During times of conflict and wars, people are much more vulnerable to human rights violations. These can be difficult to detect and relieve because of the high levels of threat to the intervening personnel. However, with near real-time satellite imagery, operations can be more accurate, and better-equipped to respond.
How satellites came onto the human rights radar
The relationship between space technology and human rights groups is a relatively recent development. Satellite imagery only became available on a commercial level—that is, accessible to the public—in the late 1990s. Since then, groups like Amnesty International and Human Rights Watch have been able to offer a new level of protection to people across the world with the help of satellite imagery providers.
Perhaps one of the most widely recognised projects to have harnessed the increasing possibilities of space observation is The Satellite Sentinel Project (SSP). Launched in 2010, SSP is one of many organisations created to bring attention to mass human right atrocities playing out in countries like Sudan, particularly in times of corruption or conflict.
Protecting lives with satellites
It has been claimed that, as they can aid the monitoring of refugee camp growth and help predict where new crises may emerge, satellites could provide a solution to the refugee crisis. Without reliable information, efforts to assist at-risk groups would be much less efficient and many more lives would be lost or become seriously endangered.
The intelligence yielded around the time of the Syrian refugee crisis provides insight that enables authorities to identify migration routes and vessels, such as the unstable boats attempting to cross the Mediterranean sea. Once detected, they can be met with the appropriate response and save lives.
Satellites also have a huge role in simply raising awareness of atrocities that, due to the country’s location or wider socio-political world status, would otherwise have gone unreported. In North Korea, for example, vast prison camps were uncovered in images commissioned by Amnesty, proving the existence of enclosures which had been denied by Kim Jong-Un’s government.

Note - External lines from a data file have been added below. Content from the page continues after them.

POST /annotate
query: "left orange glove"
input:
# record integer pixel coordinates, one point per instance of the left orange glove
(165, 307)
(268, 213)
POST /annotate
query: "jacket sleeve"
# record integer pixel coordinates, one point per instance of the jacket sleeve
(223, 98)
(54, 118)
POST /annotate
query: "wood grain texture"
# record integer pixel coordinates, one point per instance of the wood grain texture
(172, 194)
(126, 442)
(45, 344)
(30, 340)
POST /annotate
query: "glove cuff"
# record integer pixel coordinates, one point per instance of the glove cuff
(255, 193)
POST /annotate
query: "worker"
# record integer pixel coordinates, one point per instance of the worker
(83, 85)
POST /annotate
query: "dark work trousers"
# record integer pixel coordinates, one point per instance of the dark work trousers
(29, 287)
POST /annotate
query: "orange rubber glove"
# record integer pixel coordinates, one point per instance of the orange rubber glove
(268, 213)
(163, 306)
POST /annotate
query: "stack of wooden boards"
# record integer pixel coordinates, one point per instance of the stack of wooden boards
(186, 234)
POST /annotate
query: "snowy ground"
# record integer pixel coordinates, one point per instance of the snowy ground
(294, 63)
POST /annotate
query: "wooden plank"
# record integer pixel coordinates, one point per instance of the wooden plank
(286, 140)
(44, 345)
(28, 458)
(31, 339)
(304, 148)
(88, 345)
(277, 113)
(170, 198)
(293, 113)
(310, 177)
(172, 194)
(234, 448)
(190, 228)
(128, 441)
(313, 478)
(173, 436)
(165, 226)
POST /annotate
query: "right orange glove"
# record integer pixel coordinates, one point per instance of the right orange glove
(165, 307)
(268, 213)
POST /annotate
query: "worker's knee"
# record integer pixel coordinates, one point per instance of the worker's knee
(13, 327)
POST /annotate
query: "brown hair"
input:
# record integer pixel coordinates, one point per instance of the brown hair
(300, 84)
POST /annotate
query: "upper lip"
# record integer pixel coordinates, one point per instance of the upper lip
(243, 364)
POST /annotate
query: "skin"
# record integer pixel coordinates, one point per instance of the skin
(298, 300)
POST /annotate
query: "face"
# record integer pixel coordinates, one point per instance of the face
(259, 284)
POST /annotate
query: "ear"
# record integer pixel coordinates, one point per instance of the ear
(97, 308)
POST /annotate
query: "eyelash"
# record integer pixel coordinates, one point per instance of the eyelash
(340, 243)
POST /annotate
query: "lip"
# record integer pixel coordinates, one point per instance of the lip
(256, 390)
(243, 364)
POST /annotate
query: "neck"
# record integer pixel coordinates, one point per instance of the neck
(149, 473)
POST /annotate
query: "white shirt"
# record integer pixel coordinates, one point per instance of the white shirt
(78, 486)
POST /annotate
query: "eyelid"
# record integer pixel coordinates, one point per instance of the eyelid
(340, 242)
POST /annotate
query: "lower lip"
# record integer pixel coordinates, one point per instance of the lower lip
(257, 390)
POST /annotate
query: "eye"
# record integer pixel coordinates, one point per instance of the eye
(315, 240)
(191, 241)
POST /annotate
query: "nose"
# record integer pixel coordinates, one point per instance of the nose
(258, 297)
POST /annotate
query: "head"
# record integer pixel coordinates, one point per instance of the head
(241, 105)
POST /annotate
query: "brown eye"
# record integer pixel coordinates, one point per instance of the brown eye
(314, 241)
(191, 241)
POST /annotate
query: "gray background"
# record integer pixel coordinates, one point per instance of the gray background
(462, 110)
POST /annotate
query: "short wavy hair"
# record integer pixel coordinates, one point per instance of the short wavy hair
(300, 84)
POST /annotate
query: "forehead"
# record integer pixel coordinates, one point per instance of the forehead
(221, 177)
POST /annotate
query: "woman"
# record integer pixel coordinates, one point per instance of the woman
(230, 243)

Using satellites to expose the camps and attract worldwide attention, the Human Rights Committee was able to investigate the area, addressing previously undetected (and undetectable) abuses.
What this means for the future of human rights
The European Association of Remote Sensing Companies (EARSC) predict that it will not be long before satellite technology becomes cheaper and more accessible. This would enable a larger number of satellites to be deployed across more areas of the world, providing a higher quality and quantity of near real-time information.
More satellites could mean an abundance of ground-level information covering every corner of the world. The data extracted from the satellite imagery will be key for giving authorities the ability to intervene with, and ultimately prevent crimes against humanity.